LE PHENOMENE DE FAUX MEDICAMENTS,

Lundi 27.11.2017 : 10H51

LE PHENOMENE DE FAUX MEDICAMENTS, NUIT GRAVEMENT A LA SANTE PUBLIQUE

Le phénomène des faux médicaments renaît de ses cendres dans la ville de Bangui. Les étagères et rayons des kiosques sont achalandés de faux médicaments dans les marchés et quartiers de la capitale.

Pourquoi les autorités ne mènent pas des actions musclées pour éradiquer la vente et la distribution de ces faux médicaments ? Cette interrogation trotte sur les lèvres des observateurs avertis de la question des faux médicaments. Et pour cause, la situation n’est pas reluisante au regard de ce problème qui joue considérablement sur la santé publique. Au  Marché Central de Bangui, au marché de Pétévo et dans la commune de Bimbo, des kiosques et boutiques qui vendent ces faux médicaments opèrent toujours aux yeux et à la barbe des autorités compétentes dans la lutte contre ce fléau.

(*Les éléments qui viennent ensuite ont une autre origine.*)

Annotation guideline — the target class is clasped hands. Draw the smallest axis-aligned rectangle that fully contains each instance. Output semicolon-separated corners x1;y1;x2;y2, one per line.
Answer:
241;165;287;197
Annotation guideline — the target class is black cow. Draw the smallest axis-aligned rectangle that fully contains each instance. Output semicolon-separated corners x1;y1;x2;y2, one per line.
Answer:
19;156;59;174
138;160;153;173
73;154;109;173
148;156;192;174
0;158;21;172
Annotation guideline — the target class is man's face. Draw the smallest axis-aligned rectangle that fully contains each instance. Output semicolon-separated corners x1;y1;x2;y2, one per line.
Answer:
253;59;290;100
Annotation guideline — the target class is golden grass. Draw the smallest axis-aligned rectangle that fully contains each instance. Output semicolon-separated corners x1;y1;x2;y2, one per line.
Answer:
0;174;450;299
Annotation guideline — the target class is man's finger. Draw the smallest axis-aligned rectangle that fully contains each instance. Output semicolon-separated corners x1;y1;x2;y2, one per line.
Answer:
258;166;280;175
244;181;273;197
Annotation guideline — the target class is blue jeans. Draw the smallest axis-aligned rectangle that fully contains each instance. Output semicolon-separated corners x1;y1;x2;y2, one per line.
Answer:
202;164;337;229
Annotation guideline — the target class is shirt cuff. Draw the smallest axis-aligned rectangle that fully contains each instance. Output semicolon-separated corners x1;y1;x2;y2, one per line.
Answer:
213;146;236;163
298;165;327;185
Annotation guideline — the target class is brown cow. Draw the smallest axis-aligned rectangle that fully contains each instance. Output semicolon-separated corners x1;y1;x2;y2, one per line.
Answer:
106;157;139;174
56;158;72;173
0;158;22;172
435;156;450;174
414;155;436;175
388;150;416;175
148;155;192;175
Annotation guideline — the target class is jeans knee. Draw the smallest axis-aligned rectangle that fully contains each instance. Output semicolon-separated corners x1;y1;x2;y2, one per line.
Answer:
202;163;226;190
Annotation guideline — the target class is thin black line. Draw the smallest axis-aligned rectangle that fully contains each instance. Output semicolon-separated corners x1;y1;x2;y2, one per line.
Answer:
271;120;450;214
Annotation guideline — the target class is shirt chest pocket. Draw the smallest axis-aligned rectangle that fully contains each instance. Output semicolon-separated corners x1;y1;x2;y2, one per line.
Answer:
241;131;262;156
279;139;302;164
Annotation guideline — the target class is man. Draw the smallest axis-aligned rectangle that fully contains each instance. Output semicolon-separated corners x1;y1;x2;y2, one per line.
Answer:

Dans la ville de Bangui, il est aisé de voir des plaquettes de faux médicaments, exposés en plein soleil, sur les étagères des commerçants aux marchés Pétévo, Km5 et Combattant. Ici, les produits pharmaceutiques sont vendus à qui mieux-mieux. On y retrouve du Paracétamol, du Tramole, de l’Efferalgan et bien d’autres médicaments. Comme dans un commerce ordinaire, les vendeurs de ces produits bénéficient d’une surface de vente dans le marché. Ils payent une taxe sur occupation de l’espace à l’autorité municipale et jouissent d’un grand soin de ses derniers.

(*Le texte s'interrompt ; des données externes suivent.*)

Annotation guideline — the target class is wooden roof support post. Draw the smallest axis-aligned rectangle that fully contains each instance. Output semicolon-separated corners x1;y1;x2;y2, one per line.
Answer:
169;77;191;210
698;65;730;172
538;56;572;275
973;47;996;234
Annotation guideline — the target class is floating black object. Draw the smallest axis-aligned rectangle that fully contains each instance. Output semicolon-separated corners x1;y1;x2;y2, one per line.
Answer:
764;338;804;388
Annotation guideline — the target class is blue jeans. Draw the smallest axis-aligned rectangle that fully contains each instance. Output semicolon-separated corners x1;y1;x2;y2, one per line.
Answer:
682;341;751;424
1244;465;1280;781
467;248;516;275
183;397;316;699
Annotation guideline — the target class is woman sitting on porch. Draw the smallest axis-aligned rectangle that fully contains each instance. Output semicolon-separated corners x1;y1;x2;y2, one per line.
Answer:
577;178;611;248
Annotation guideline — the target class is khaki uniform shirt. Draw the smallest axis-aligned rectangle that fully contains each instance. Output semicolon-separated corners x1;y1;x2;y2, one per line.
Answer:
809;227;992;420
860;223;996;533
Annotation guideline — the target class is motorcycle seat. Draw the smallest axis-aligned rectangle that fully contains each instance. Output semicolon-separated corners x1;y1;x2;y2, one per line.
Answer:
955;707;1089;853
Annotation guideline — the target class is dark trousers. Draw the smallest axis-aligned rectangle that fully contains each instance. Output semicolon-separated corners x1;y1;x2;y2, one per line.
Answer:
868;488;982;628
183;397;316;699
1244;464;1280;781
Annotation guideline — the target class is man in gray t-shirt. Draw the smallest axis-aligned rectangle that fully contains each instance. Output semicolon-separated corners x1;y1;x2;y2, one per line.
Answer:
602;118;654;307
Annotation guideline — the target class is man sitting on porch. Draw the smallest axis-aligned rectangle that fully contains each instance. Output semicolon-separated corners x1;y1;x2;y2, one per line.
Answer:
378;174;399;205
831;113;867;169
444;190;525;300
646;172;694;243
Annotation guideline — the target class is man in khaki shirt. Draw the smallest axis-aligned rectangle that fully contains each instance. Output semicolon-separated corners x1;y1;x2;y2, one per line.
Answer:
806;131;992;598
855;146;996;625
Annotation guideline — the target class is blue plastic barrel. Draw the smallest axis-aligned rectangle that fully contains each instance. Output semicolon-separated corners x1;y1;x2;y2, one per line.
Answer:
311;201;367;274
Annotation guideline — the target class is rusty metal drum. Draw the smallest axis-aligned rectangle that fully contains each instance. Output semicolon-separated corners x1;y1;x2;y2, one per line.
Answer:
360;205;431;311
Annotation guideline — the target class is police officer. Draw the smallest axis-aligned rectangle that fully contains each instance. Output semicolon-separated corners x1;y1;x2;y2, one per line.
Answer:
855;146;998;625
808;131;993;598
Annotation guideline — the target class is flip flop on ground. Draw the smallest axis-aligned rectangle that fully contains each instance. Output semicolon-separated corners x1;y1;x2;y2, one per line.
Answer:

A côté de ces vendeurs de marché, il se développe dans la ville de Bangui une activité de vente et de distribution de faux médicament à grande échelle en provenance de Zongo. Elle s’opère sous la façade de vente de produits d’alimentation générale.

« Les foyers de commercialisations de faux médicaments sabotent le système de santé public », se désole Grégoire, pharmacien. «C’est une lutte de longue haleine car ceux qui sont dans ce secteur sont des gens habitués à trafiquer entre les deux rives de Zongo-Bangui», a-t-il ajouté.

En effet, d’après les explications de Grégoire, « le faux médicament est un produit pharmaceutique mais qui ne contient pas les substances requises par le laboratoire. Soit, il contient une faible dose de produit actif. Il apparaît donc dangereux pour l’homme d’accumuler ces produits toxiques dans l’organisme. Mais les raisons qui poussent les populations vers les médicaments de la rue sont multiples: Le prix et la proximité des produits pharmaceutiques, un casse-tête pour les populations.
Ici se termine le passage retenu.